Jaime King: Mental health, abuse led to Sherri Papini kidnapping hoax

Jaime King plays Sherri Papini in a Lifetime movie. File Photo by Jim Ruymen/UPI
1 of 6 | Jaime King plays Sherri Papini in a Lifetime movie. File Photo by Jim Ruymen/UPI | License Photo

LOS ANGELES, Jan. 27 (UPI) -- Jaime King plays Sherri Papini, who was convicted in 2022 of faking her own kidnapping in 2016 in the Lifetime movie, Sherri Papini: I Kidnapped Myself, premiering Saturday at 8 p.m. EST on Lifetime.

King said she felt media coverage of Papini's case neglected to examine Papini's mental health issues and abusive past. The film shows Keith Pappini (Matt Hamilton) describing Sherri's anxiety, saying she cried when overwhelmed.


"They weren't getting to the truth of it," King said on a recent Zoom panel. "It was just a headline."

Papini's husband reported her missing Nov. 2, 2016, after she did not return from jogging in Redding, Calif., leaving their two children at daycare. Papini showed up three weeks later near Interstate 5, about 120 miles away, and accused two Spanish-speaking women of kidnapping her for human trafficking.

Papini stuck to her story for years before pleading guilty to mail fraud and making false statements. King said the fact that Papini is a mother should have warranted further analysis.

"No one makes that choice for no reason," King said. "You can make fun of mental health issues. You can deny abuse issues, but I'm simply not willing to do that."

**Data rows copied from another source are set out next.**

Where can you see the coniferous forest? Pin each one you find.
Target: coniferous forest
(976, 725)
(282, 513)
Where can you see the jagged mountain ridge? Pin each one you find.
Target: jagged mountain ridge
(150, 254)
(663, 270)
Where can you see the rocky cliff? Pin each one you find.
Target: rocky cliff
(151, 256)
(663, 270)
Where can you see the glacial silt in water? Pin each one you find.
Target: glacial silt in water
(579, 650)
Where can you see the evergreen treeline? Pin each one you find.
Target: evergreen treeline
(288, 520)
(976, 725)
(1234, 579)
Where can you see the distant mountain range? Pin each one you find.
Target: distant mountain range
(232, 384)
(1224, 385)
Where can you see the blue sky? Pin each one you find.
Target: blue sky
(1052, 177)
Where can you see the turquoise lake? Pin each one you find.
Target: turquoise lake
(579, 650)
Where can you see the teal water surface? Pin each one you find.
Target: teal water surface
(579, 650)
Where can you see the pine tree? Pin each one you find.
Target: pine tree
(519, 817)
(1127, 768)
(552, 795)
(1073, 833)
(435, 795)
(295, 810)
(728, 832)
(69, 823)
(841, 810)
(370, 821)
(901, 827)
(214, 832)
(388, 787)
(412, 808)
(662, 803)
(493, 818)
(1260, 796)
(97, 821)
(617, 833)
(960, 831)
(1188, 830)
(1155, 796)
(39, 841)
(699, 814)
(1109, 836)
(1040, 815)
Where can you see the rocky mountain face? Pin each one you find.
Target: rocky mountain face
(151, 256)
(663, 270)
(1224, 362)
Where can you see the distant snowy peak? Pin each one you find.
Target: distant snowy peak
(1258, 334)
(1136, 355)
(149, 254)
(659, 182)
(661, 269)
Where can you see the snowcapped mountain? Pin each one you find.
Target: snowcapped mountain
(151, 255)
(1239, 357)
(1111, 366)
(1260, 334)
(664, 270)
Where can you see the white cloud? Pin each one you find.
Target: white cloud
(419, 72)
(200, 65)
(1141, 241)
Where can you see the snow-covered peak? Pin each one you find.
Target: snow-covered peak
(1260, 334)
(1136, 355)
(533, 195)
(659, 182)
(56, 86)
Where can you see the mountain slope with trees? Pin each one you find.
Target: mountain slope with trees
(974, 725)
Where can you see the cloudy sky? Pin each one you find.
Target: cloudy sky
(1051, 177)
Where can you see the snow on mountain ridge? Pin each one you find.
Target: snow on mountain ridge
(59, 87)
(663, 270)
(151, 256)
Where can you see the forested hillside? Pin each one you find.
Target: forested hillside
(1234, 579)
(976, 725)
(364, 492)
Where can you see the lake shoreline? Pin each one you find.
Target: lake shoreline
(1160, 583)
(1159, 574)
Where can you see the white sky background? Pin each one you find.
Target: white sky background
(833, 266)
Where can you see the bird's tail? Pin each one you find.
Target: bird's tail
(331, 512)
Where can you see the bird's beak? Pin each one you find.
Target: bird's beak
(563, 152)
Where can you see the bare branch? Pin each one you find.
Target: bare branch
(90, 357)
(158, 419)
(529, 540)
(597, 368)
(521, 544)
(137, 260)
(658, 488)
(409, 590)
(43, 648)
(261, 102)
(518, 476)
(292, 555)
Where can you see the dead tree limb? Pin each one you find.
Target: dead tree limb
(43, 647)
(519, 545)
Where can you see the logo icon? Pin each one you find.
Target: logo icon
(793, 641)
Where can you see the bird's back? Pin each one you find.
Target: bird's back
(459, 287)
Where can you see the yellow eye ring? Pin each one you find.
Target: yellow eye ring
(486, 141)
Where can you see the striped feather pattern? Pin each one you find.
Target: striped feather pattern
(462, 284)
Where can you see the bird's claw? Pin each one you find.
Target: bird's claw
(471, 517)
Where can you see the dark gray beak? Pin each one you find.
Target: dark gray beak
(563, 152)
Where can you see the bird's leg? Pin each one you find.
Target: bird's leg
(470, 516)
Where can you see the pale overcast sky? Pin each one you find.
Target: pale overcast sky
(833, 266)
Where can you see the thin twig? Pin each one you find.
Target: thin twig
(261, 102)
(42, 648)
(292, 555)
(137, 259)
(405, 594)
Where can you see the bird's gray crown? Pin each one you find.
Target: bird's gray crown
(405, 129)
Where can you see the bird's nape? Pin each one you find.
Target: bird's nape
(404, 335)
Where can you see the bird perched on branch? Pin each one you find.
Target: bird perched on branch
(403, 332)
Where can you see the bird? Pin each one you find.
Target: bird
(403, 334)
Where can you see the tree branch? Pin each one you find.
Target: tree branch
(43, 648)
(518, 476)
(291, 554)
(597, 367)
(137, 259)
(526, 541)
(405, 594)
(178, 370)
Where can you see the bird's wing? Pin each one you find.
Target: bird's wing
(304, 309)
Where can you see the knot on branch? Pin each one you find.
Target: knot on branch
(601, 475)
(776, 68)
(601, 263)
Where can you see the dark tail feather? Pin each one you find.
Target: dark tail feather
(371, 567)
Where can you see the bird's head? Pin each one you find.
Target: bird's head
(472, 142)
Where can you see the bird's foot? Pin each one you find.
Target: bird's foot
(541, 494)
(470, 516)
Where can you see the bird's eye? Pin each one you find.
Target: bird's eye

The Lifetime film shows Sherri living with her ex-boyfriend during her disappearance. The film, however, changes his name to Chris (Josh Collins).

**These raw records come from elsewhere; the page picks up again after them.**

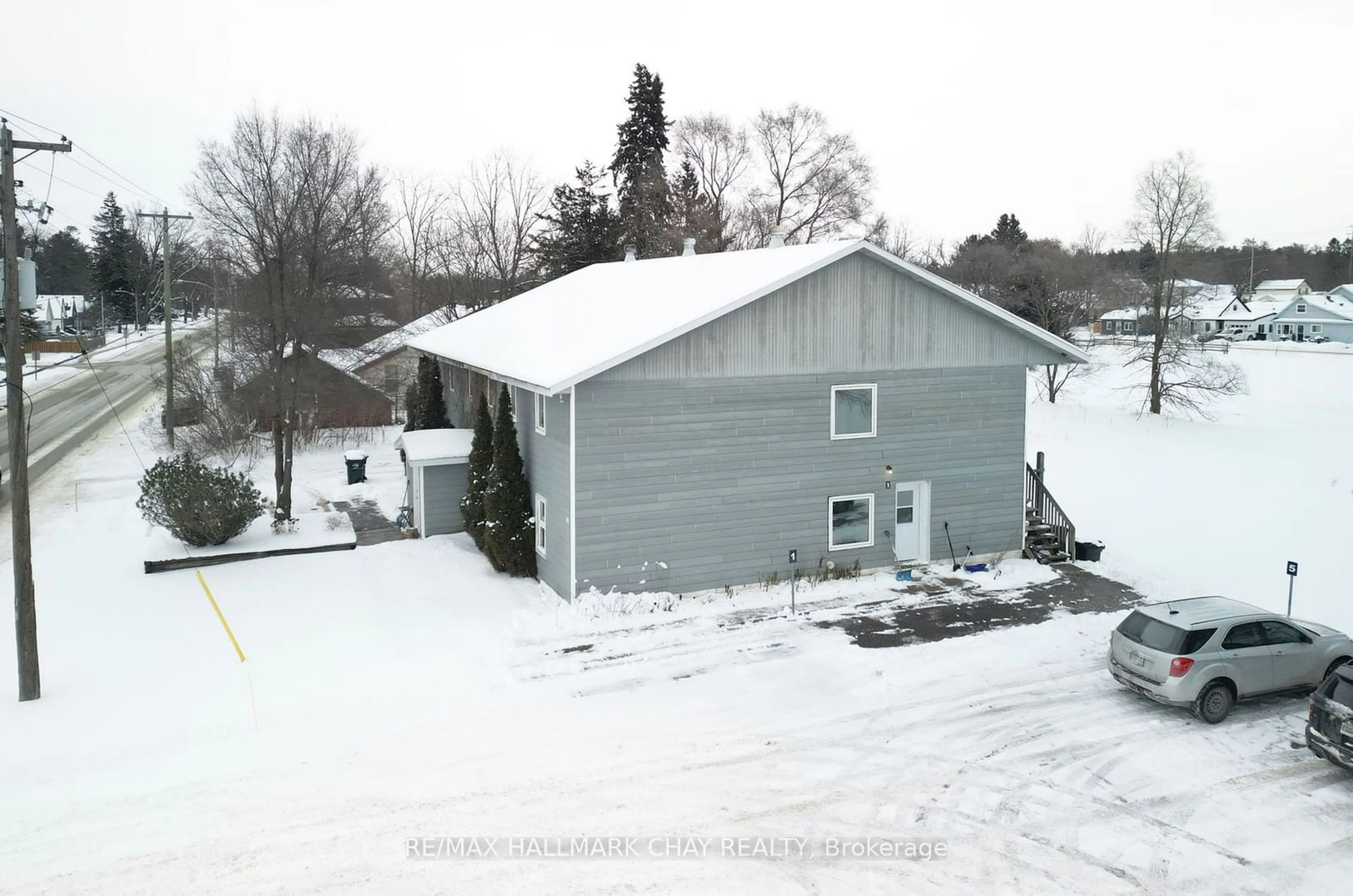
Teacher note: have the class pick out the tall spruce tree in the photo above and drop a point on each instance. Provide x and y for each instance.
(114, 260)
(581, 228)
(509, 528)
(1008, 232)
(480, 467)
(639, 171)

During her stay with Chris, Sherri forced him to brand "Exodus 612" onto her back, and shoot hockey pucks at her body to create bruises.

The film shows how investigators discover that Sherri had a history of self-harm dating to childhood.

Because Papini was convicted, she lost the life rights to her story. King said she felt a responsibility to tell Papini's tale in as fair and objective a way as possible.

"If you're a felon, you have no rights to your name and likeness, which is a fine and delicate dance that the studio has to do," King said.

King said she worried that people without Papini's best interests at heart had rights to her story, "even though they may or may not have been abusing that person."

To transform into Papini, King had extensions sewn into her naturally blonde hair. She said the intensity of the hair compounded the intensity she felt giving the performance.

"They were down to my waist," King said. "I would wake up at 6 to 6:30 a.m. crying from the weight of these things."


King was a model who began to act in the 2001 films Blow and Pearl Harbor. She has transformed in the comic book movies Sin City and The Spirit and played characters stalked by killers in My Bloody Valentine and Silent Night.

Still, King said, playing Papini was so emotional she felt she couldn't escape it.

"That sounds dramatic, because at the end of the day, you want to release from the character," King said. "But, you can't because they're literally in your head. So you're immersed in it, and then you surrender to that process."